What's Good About an Earthquake?
This post is in no way intended to trivialize the incredible suffering which has been experienced by victims of the Japan earthquake and tsunami and their families. My family and I were living in Simi Valley, CA when the 6+ Northridge quake hit in 1994. The damage was nothing like what just happened in Japan, but it was substantial enough that empathy comes easily.
On the other hand, there are few things so bad that some good can't come of them. The positive side of tragedies such as this must not go unnoticed.
First, the easy and obvious: In the midst of great difficulty people discover resources - of courage, emotional strength, compassion and charity - that they otherwise would never have seen in themselves. No great insight there.
Perhaps more profound is the fact that intense troubles compel most people to rethink their priorities, and in so doing we discover how really insignificant our differences are compared to our common, intensely human needs.
I will never forget something wonderful that the Northridge quake brought to our neighborhood.
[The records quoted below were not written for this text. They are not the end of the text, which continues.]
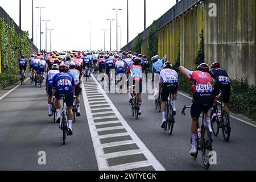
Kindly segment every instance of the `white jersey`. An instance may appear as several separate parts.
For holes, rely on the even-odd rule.
[[[163,69],[160,72],[159,82],[164,83],[175,83],[179,80],[179,76],[177,72],[171,69]]]
[[[115,68],[125,68],[125,63],[123,61],[117,61],[115,62]]]

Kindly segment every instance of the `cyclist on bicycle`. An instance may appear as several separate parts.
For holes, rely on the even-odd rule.
[[[228,73],[225,69],[220,67],[220,64],[218,62],[213,63],[212,64],[209,73],[212,77],[216,80],[213,89],[214,96],[217,96],[221,90],[224,91],[222,93],[223,103],[224,104],[224,109],[229,115],[229,109],[228,105],[230,98],[231,85]],[[214,107],[213,107],[212,111],[213,113],[212,119],[214,120],[217,116]]]
[[[166,62],[163,65],[163,69],[159,76],[159,89],[162,89],[161,92],[162,122],[161,127],[166,126],[166,103],[168,98],[171,96],[172,100],[174,115],[176,115],[176,100],[178,90],[179,76],[177,72],[172,69],[172,65],[170,62]],[[168,114],[168,113],[167,113]]]
[[[65,95],[64,102],[68,107],[68,135],[73,135],[72,106],[74,103],[75,80],[73,76],[68,73],[67,65],[61,64],[59,67],[60,73],[56,74],[53,80],[53,94],[56,97],[55,106],[56,109],[57,123],[60,123],[60,102],[61,95]]]
[[[20,76],[20,79],[21,79],[21,73],[22,70],[24,71],[23,77],[25,79],[26,77],[26,70],[27,69],[27,60],[25,59],[25,56],[22,55],[21,58],[19,59],[19,75]]]
[[[68,73],[71,74],[74,77],[75,81],[75,96],[76,96],[76,107],[77,107],[77,116],[81,115],[80,112],[80,98],[79,95],[80,94],[81,88],[81,84],[82,84],[82,80],[81,79],[80,72],[76,69],[76,65],[74,62],[71,63],[69,64],[69,70]]]
[[[158,93],[161,91],[159,90],[159,76],[161,70],[163,69],[163,65],[166,62],[167,58],[168,56],[166,55],[162,60],[159,60],[156,56],[154,56],[151,59],[153,64],[152,65],[152,85],[153,85],[154,83],[155,88],[154,96],[155,98],[157,98]],[[155,81],[155,76],[156,76],[156,79],[155,79],[156,81]]]
[[[34,59],[35,59],[35,55],[34,54],[31,55],[31,57],[28,59],[28,61],[30,62],[30,77],[31,77],[32,69],[33,69],[32,67]]]
[[[46,77],[46,86],[48,93],[48,115],[52,116],[52,84],[54,76],[60,73],[59,65],[57,64],[53,64],[51,69],[48,72]]]
[[[139,105],[139,111],[138,112],[138,115],[141,114],[142,111],[142,99],[141,97],[141,93],[142,92],[142,67],[141,66],[141,59],[139,57],[134,57],[133,59],[133,64],[130,65],[129,68],[128,68],[128,70],[127,71],[127,78],[131,78],[133,81],[135,81],[135,85],[136,85],[136,81],[139,82],[139,92],[136,92],[138,96],[138,104]],[[128,79],[127,81],[127,88],[129,88],[129,79]],[[135,86],[135,90],[138,90],[138,88],[136,88]],[[131,93],[129,92],[129,90],[127,89],[128,92],[128,96],[130,98],[129,102],[131,103],[132,102],[132,97],[131,96]]]
[[[190,71],[183,66],[180,66],[179,69],[181,74],[191,81],[193,87],[193,104],[191,110],[192,146],[189,154],[193,155],[197,152],[197,129],[199,128],[198,120],[202,111],[205,114],[204,121],[210,133],[212,133],[210,116],[208,114],[214,102],[212,77],[209,73],[209,66],[206,63],[200,64],[195,71]],[[203,107],[203,105],[205,105],[205,106]]]

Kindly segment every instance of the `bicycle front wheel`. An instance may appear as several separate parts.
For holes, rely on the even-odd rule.
[[[228,142],[230,136],[231,128],[229,116],[225,110],[223,110],[221,113],[221,123],[223,138],[225,141]]]
[[[201,146],[203,163],[205,168],[208,169],[210,164],[209,163],[210,159],[210,152],[212,148],[212,138],[210,131],[206,127],[204,127],[201,135]]]

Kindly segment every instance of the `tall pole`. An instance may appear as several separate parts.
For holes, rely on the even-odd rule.
[[[21,0],[19,0],[19,28],[21,29]]]
[[[129,43],[129,1],[127,0],[127,43]]]
[[[32,42],[34,42],[34,0],[32,0]]]
[[[40,51],[42,51],[42,18],[41,18],[41,9],[46,8],[45,7],[36,7],[36,8],[40,8]]]
[[[49,22],[49,19],[44,19],[43,22],[46,22],[46,52],[47,52],[47,21]]]
[[[144,30],[146,29],[146,0],[144,0]]]
[[[90,21],[90,50],[92,51],[92,22]]]
[[[118,13],[117,13],[117,11],[118,10],[122,10],[122,9],[112,9],[112,10],[117,10],[117,49],[116,51],[117,51],[117,50],[118,49]]]

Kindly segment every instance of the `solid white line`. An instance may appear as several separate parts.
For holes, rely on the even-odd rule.
[[[152,152],[147,148],[147,147],[145,146],[145,144],[139,139],[139,138],[138,137],[138,136],[136,135],[136,134],[133,131],[131,128],[130,127],[130,126],[127,124],[127,123],[125,121],[125,120],[123,119],[122,116],[121,115],[121,114],[119,113],[117,108],[115,107],[113,102],[111,101],[111,100],[109,99],[108,95],[106,94],[105,91],[103,90],[102,87],[100,86],[100,85],[97,82],[96,79],[94,78],[93,76],[92,76],[92,78],[94,80],[95,82],[97,84],[98,89],[101,90],[102,92],[103,95],[105,96],[106,100],[107,100],[108,102],[109,103],[109,105],[112,107],[112,110],[115,113],[115,115],[117,115],[117,118],[119,119],[120,122],[122,123],[123,126],[125,127],[125,129],[127,131],[127,133],[130,134],[131,138],[133,139],[133,140],[137,143],[137,146],[139,147],[139,148],[143,151],[144,151],[144,155],[146,157],[146,158],[150,162],[150,163],[152,164],[152,166],[157,171],[164,171],[165,170],[163,166],[162,165],[162,164],[160,163],[160,162],[155,158],[155,157],[154,156],[154,155],[152,154]],[[85,99],[85,98],[84,98]],[[89,113],[89,112],[86,112],[86,113]],[[89,125],[90,126],[90,125]],[[97,156],[97,155],[96,155]],[[97,156],[96,156],[97,158]],[[101,160],[103,160],[102,159]],[[102,168],[105,168],[104,166],[105,166],[105,164],[102,166],[99,165],[100,169]]]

In a matter of minutes, several dozen of us were huddling together in our bedclothes in the middle of our tiny street, as far as possible from anything that might fall down. At that moment, there were no conservatives or liberals, no dogmatic humanists or fundamentalists, no divisions according to skin color. Even the common little antagonisms that sometimes exist between neighbors were completely gone. Instead, there were just real people finally expressing what really lies almost always beneath all of our posing and posturing: childlike dismay.
The word humility, like the word lust, is used too often in conservative churches and not enough everywhere else. But as painful as it may seem, it is downright healthy to have the earth shake under our feet, thus reminding us that most of what we depend on for a sense of well-being is makeshift and temporary at best.